His concerns are based on figures obtained by Unite in June following a Freedom of Information request. These showed that only 7,912 unannounced inspections on construction sites took place in 2016/17, a 14% drop on 2015/16 – a year that had also seen a slight fall.
McAulay says: “The number of HSE inspections has seen a steady decline [over the austerity years], because people in government say ‘cut, cut, cut’, but it should be about improving standards. It’s maybe better getting more individuals [who breach health and safety rules] than having an increased level of fines.”

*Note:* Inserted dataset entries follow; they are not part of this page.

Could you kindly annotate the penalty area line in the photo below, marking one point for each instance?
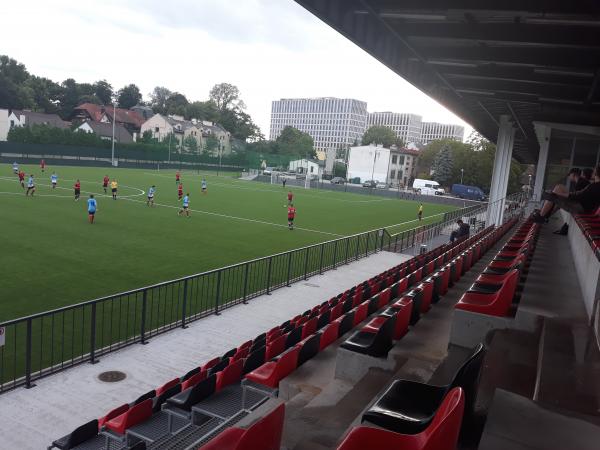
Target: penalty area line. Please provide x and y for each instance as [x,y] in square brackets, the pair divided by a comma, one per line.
[245,219]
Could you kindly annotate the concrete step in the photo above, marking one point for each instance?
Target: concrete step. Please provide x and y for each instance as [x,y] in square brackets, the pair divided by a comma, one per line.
[568,368]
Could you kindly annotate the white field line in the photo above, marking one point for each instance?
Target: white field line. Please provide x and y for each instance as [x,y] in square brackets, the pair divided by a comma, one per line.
[283,191]
[142,192]
[175,207]
[245,219]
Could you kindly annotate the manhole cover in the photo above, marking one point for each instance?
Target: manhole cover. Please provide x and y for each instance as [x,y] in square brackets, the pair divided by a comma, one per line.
[112,376]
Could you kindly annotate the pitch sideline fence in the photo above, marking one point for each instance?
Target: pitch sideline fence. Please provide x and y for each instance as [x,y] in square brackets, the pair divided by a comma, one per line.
[45,343]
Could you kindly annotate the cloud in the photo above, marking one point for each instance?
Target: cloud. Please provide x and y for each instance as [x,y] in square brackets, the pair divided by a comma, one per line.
[268,48]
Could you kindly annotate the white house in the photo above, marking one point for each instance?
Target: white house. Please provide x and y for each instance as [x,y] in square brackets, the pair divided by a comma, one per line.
[310,166]
[104,131]
[393,166]
[4,127]
[161,126]
[369,162]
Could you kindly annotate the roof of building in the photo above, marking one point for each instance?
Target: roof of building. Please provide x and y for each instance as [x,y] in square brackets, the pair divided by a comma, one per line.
[96,112]
[105,130]
[38,118]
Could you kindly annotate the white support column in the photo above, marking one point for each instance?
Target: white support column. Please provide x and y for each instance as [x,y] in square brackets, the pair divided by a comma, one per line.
[501,171]
[543,133]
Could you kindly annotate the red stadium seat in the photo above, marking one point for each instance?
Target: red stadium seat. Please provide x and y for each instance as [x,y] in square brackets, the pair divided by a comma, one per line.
[329,334]
[230,374]
[168,385]
[193,380]
[138,414]
[265,434]
[441,434]
[309,328]
[494,300]
[116,412]
[276,347]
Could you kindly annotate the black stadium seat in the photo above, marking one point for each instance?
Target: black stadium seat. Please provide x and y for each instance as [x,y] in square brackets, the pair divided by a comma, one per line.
[346,323]
[294,337]
[188,398]
[409,406]
[374,339]
[190,374]
[146,396]
[81,434]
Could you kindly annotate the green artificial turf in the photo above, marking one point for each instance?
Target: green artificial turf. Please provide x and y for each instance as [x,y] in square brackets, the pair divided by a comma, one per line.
[52,257]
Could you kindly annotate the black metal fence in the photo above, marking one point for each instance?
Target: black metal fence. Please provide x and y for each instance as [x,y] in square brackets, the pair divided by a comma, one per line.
[48,342]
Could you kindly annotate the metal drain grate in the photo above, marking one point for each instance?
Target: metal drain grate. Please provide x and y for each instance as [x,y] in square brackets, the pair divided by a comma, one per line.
[112,376]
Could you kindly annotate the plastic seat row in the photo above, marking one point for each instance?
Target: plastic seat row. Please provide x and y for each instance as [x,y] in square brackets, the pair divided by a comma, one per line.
[276,353]
[376,337]
[590,226]
[494,291]
[419,416]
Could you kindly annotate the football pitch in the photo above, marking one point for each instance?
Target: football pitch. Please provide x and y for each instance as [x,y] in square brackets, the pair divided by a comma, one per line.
[51,256]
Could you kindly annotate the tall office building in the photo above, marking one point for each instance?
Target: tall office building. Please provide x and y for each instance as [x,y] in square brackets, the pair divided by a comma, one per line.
[406,126]
[332,122]
[431,131]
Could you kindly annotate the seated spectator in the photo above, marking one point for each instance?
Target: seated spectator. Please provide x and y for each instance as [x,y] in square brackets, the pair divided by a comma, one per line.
[549,207]
[578,182]
[585,200]
[462,231]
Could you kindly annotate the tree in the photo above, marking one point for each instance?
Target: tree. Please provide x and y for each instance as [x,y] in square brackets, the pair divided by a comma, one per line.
[176,104]
[226,96]
[104,91]
[190,144]
[442,166]
[158,99]
[129,96]
[292,141]
[385,136]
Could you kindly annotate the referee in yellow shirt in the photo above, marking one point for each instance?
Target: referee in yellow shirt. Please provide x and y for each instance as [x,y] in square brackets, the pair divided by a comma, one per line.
[113,188]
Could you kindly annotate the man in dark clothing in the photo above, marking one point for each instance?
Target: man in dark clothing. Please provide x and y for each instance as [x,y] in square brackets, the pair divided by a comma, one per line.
[578,183]
[586,200]
[549,207]
[462,231]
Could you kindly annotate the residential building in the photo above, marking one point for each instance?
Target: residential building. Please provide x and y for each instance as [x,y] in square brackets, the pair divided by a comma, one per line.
[216,131]
[161,128]
[105,130]
[131,120]
[403,166]
[332,122]
[430,131]
[406,126]
[23,118]
[310,166]
[4,127]
[386,165]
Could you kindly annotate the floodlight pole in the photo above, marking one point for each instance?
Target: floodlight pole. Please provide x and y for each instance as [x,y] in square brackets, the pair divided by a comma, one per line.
[112,156]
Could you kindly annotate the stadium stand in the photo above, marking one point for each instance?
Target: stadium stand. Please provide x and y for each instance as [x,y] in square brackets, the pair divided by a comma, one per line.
[213,397]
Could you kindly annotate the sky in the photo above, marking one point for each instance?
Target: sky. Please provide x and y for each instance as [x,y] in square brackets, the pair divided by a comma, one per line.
[270,49]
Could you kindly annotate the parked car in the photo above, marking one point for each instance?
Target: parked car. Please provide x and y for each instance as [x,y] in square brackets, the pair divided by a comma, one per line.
[468,192]
[427,187]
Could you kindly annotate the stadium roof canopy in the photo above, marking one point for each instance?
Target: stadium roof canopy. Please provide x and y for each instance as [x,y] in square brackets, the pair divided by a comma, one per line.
[532,60]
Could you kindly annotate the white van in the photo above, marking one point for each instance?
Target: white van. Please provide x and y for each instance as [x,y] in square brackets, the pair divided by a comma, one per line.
[427,187]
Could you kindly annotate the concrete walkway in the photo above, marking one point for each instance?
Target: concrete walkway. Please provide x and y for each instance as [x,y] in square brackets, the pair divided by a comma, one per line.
[31,419]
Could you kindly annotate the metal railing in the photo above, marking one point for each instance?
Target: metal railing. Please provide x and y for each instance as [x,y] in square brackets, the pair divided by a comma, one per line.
[48,342]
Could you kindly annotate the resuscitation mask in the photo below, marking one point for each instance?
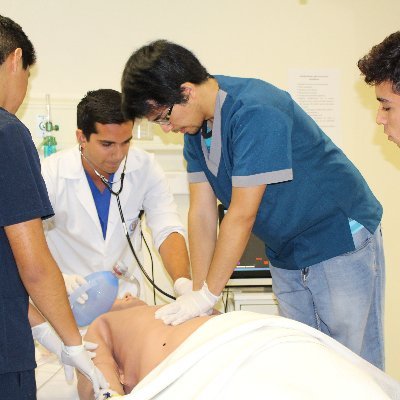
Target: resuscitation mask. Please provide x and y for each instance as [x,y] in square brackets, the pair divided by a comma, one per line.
[102,289]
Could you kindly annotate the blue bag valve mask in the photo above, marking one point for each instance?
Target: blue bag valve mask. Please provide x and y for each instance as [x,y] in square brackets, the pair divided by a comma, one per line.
[102,289]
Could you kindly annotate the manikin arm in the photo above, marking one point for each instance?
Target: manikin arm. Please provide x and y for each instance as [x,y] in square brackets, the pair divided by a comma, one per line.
[99,332]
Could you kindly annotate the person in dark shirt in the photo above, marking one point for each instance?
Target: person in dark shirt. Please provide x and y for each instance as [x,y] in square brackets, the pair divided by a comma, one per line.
[26,265]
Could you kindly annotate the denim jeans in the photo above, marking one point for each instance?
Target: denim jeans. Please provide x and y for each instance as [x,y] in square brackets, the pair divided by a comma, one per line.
[342,297]
[18,385]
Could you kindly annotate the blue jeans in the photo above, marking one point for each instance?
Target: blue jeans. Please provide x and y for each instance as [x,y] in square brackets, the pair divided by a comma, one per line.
[18,385]
[342,297]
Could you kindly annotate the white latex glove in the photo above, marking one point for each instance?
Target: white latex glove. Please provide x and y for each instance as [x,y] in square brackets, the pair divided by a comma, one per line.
[107,394]
[183,285]
[46,336]
[78,357]
[72,282]
[187,306]
[49,339]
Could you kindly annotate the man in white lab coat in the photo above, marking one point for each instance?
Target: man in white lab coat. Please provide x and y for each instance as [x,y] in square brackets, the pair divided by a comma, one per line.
[86,234]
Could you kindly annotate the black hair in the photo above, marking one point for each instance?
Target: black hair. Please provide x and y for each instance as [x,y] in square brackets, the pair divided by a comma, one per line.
[102,106]
[382,63]
[13,37]
[153,76]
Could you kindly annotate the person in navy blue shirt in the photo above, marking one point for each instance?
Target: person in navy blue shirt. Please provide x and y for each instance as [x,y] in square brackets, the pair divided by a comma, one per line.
[26,265]
[249,145]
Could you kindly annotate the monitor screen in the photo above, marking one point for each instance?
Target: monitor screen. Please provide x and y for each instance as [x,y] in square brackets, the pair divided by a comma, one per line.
[253,266]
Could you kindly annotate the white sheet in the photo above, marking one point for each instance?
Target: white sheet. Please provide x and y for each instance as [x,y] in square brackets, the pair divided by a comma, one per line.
[243,355]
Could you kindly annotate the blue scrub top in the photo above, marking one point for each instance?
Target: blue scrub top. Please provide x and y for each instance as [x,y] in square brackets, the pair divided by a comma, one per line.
[261,136]
[102,202]
[23,198]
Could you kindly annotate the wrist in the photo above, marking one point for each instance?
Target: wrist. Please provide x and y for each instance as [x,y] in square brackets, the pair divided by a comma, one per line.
[72,350]
[40,330]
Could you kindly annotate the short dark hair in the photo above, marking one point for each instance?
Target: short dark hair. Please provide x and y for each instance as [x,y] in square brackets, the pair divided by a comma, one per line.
[153,76]
[13,37]
[382,63]
[102,106]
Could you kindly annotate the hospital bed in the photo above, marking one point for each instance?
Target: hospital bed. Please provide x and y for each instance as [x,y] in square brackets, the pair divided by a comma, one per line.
[243,354]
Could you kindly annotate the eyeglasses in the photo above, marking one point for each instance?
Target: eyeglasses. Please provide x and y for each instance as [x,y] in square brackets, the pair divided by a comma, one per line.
[164,120]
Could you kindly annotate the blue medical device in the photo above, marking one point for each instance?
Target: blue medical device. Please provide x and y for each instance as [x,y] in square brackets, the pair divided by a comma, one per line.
[102,289]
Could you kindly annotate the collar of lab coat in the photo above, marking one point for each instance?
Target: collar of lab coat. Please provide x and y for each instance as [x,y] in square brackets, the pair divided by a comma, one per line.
[71,168]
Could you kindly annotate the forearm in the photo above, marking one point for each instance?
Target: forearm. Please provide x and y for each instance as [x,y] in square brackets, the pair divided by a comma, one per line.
[202,239]
[34,316]
[233,236]
[175,257]
[42,278]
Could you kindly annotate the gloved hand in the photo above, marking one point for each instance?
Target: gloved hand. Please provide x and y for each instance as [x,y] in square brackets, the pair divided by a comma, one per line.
[187,306]
[46,336]
[183,285]
[72,282]
[107,394]
[78,357]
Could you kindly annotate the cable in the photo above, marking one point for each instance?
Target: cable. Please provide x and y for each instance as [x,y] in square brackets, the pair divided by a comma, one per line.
[109,184]
[136,257]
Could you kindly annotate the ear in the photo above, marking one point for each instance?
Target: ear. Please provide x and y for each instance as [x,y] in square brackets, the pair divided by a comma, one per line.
[188,89]
[16,59]
[80,137]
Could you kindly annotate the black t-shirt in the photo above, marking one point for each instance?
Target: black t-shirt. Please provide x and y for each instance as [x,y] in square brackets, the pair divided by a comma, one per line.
[23,197]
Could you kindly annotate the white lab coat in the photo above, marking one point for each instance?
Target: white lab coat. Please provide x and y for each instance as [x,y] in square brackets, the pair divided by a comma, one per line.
[74,234]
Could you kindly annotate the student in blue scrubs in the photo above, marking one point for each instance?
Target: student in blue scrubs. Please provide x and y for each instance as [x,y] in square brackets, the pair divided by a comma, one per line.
[279,176]
[380,68]
[26,266]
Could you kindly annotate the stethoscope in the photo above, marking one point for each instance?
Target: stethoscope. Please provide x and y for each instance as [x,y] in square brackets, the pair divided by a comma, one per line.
[108,185]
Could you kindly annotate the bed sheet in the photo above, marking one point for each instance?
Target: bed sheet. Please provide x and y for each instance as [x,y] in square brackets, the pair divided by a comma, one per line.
[246,355]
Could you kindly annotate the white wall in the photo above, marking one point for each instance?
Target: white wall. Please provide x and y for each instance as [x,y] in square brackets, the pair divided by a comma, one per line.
[83,45]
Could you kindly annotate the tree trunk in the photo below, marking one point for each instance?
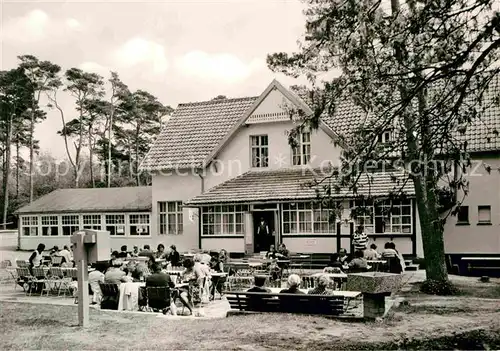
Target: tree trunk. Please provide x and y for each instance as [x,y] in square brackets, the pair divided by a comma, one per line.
[110,133]
[5,185]
[32,151]
[136,165]
[431,230]
[17,168]
[91,163]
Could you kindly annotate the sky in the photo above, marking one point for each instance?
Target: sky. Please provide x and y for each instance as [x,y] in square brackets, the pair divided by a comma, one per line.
[179,51]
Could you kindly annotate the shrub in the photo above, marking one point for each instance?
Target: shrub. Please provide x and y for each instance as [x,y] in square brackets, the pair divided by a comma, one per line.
[436,287]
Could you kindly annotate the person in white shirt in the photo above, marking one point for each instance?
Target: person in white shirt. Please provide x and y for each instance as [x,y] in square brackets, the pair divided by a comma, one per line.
[66,254]
[36,257]
[371,253]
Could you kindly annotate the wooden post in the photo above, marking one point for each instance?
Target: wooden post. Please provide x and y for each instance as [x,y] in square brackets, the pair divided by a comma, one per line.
[80,253]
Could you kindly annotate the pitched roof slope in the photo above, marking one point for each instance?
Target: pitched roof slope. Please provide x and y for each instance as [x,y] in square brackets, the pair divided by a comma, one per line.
[294,184]
[92,200]
[193,131]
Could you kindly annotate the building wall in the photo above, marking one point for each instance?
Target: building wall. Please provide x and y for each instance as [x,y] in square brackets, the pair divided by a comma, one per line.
[484,189]
[31,242]
[235,158]
[177,186]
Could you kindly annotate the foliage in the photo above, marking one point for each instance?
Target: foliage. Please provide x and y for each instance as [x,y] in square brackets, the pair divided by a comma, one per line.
[438,287]
[422,73]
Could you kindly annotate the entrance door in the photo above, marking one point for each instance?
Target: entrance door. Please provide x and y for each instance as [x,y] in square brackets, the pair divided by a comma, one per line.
[265,221]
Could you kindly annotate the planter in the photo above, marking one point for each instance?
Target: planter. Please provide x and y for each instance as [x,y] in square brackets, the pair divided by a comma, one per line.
[373,282]
[375,286]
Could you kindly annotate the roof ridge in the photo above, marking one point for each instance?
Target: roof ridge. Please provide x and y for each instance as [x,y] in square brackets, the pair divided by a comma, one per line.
[206,102]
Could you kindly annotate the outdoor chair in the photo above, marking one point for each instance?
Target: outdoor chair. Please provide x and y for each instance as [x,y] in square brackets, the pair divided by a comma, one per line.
[25,278]
[22,264]
[158,299]
[56,260]
[308,283]
[110,296]
[40,280]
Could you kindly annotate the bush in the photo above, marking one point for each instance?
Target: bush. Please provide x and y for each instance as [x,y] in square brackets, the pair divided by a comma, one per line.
[436,287]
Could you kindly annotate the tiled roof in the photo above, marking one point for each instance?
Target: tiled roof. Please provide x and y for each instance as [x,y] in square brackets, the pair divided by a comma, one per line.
[295,184]
[348,117]
[193,131]
[92,200]
[480,135]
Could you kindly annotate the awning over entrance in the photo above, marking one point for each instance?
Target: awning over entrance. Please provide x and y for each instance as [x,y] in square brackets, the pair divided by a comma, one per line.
[297,184]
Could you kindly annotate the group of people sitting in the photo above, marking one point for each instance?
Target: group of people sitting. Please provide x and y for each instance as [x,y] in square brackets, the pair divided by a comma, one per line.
[193,285]
[294,282]
[358,262]
[37,257]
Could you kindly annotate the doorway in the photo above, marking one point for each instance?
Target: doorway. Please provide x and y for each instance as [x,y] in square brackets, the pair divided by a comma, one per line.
[263,241]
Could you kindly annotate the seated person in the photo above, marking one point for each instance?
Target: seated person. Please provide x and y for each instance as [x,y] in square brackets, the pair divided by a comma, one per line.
[192,291]
[371,253]
[123,252]
[272,253]
[158,278]
[160,252]
[114,255]
[333,270]
[344,258]
[260,280]
[174,257]
[115,275]
[359,262]
[283,251]
[293,285]
[322,287]
[95,277]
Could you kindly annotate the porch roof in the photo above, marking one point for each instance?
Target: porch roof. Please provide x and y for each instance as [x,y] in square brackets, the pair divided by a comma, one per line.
[297,184]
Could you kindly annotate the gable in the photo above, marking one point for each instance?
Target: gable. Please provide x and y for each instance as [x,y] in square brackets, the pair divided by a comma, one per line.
[275,107]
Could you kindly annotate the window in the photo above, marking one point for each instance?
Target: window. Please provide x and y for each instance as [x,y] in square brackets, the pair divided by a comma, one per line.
[301,154]
[115,224]
[384,137]
[50,225]
[70,224]
[463,215]
[484,214]
[30,225]
[139,224]
[260,151]
[170,217]
[304,218]
[384,217]
[223,220]
[92,222]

For its part, the HSE agreed to meet Unite. about concerns over the number of inspections, insisting construction is “a priority” and that its targeting of interventions and ability to deal with investigations has “improved significantly” in recent years.
However, there are some early signs the new penalty regime is working. For example, the HSE recorded 30 fatal injuries in the construction sector for 2016-17 – this is down from 47 the previous year and is the lowest on record.
Either way, the guideline has clearly renewed pressure on the industry as a whole, with an emboldened judiciary seemingly determined to take advantage of its new sentencing strength.
That means the often eye-watering fines of the past 18 months seem likely to only increase in size, while unions will push for the sort of reforms that could end up in even more inspections and, therefore, further breaches unearthed on the nation’s building sites.